The October/November 2025 Economics (0455) papers represent a classic, balanced Cambridge assessment. Paper 12 (Multiple Choice) tested fundamental mechanics with standard calculations of PES, Social Benefit, and Average Costs, while Paper 22 (Structured Questions) demanded highly developed application and evaluation skills. The structured paper featured a heavy emphasis on demographic changes (Japan's aging population and labor shortage), market interventions (subsidies and taxing demerit goods), and the limitations of macroeconomic policies.

Where the Marks Are Won or Lost

High-scoring candidates secured easy marks on numerical and direct questions, such as calculating the percentage of foreign workers (\( 2.5\% \)), identifying causes of aging populations, and defining 'market equilibrium' and 'average total cost'. However, significant marks were lost in the 8-mark discussion questions.
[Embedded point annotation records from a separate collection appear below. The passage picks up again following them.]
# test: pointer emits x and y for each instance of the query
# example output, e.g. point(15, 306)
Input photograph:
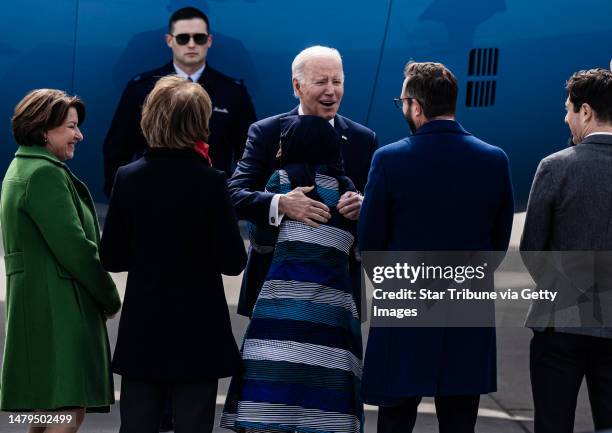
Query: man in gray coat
point(570, 211)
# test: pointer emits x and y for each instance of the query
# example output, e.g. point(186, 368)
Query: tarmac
point(509, 410)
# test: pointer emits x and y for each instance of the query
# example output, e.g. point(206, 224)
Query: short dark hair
point(593, 87)
point(42, 110)
point(186, 14)
point(434, 86)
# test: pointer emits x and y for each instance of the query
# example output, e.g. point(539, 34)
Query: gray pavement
point(509, 410)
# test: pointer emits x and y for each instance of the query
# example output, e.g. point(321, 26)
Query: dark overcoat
point(232, 115)
point(440, 189)
point(171, 226)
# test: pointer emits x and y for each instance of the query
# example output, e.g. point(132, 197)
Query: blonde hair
point(41, 110)
point(176, 113)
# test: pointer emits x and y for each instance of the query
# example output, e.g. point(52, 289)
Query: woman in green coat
point(56, 354)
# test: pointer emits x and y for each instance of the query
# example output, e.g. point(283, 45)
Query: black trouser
point(456, 414)
point(558, 363)
point(142, 403)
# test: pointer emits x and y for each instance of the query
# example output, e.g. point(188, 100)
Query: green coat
point(56, 350)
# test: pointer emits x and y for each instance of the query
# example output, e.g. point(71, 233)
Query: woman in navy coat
point(441, 189)
point(172, 227)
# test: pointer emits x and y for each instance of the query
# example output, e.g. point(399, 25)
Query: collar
point(36, 151)
point(436, 126)
point(598, 133)
point(167, 152)
point(195, 77)
point(301, 113)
In particular, many students struggled to construct a balanced argument when evaluating whether tax cuts reduce a current account deficit (Question 5d) or whether economic growth directly translates to higher Human Development Index (HDI) values (Question 4d).

Examiner Pitfalls to Avoid

  • Unbalanced Discussions: In the 8-mark 'Discuss' questions, candidates frequently provided a one-sided argument. For instance, in Q3d, many wrote extensively on why perfume should be taxed as a luxury but failed to analyze why taxing basic food or demerit foods might be more beneficial or progressive.
  • Weak Diagram Mechanics: In Q1e, some students failed to accurately label the axes as 'Price' and 'Quantity' or shifted the supply curve instead of the demand curve following a decrease in population.
  • Misconceptions about Central Banks: Candidates often confused the roles of commercial banks with central banks, missing the fact that central banks manage monetary policy (e.g., interest rates) rather than holding deposits for the general public.

Key Preparation Strategy

To excel in future sessions, candidates must focus heavily on the relationship between macroeconomic targets and social indicators. Practice drawing and shifting demand and supply diagrams for a wide range of real-world scenarios. More importantly, build a structured framework for policy analysis: always evaluate both the direct intention of a policy (e.g., tax cuts increasing investment) and its unintended consequences (e.g., tax cuts raising disposable income, leading to higher import spending and widening a current account deficit).